We had the baths to ourselves. We didn’t know
the last salmon cannery had just closed and the town
was in mourning. Years later, the boats
would bring back sardines, and when those
were overfished, anchovies, at least for a time.

The old crow pauses while his mate
shrieks at him from the telephone wire. He glances down
at his dry dusty feathers, then rises in flight
through the ribbons of heat to meet her,
to search together for cool water.

The Graduate

–after “What I Want to Remember” by Ada Limón

At four, how you hefted an imaginary bat,
feet planted in the dusty packed earth,
and swung and swung at those imaginary balls.

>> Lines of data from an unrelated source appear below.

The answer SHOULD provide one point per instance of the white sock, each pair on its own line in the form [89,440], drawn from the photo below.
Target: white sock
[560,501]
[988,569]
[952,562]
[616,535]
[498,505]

How you grew into your impossibly long arms and legs,
good-naturedly taking the dog for a walk,
taking out the garbage after just one more reminder.

You, in the kitchen, how you hug your mother
in that slightly embarrassed way,
your mother who has driven you to practices,

watched your games, cheered for you,
made you cheese sandwiches
when that was all you would eat.

You tilt your head over hers, your body
a kind of shelter while the sloppy and exquisite world
waits for you just outside the front door.

Born and raised in Indiana, Suzy Harris has lived her adult life in Portland, Oregon. This year she published a chapbook called Listening in the Dark (The Poetry Box) about her journey through hearing loss and learning to hear again with cochlear implants.

Rosalie Hendon

At Home on a Snowy Day

I remember last winter
a day of thick snow, a Saturday.
We didn’t have to go anywhere.
No scraping off the car windshield,
no stiff fingers on the steering wheel.
Holed up, cozy inside.
Car peaceful under a blanket of snow.
We left once because we wanted,
to the coffee house at the end of the street.
We fit our feet in the footsteps of strangers.
The frozen waves roiling down the block
reached as high as our knees.

Rosalie Hendon is an environmental planner living in Columbus, Ohio with her husband and many house plants. She started a virtual poetry group in 2020 during quarantine that has collectively written over 200 poems. Her work is published in Change Seven, Call Me [Brackets], Superpresent, Fleas on the Dog, and Red Eft, among others. Rosalie is inspired by ecology, relationships, and stories passed down through generations.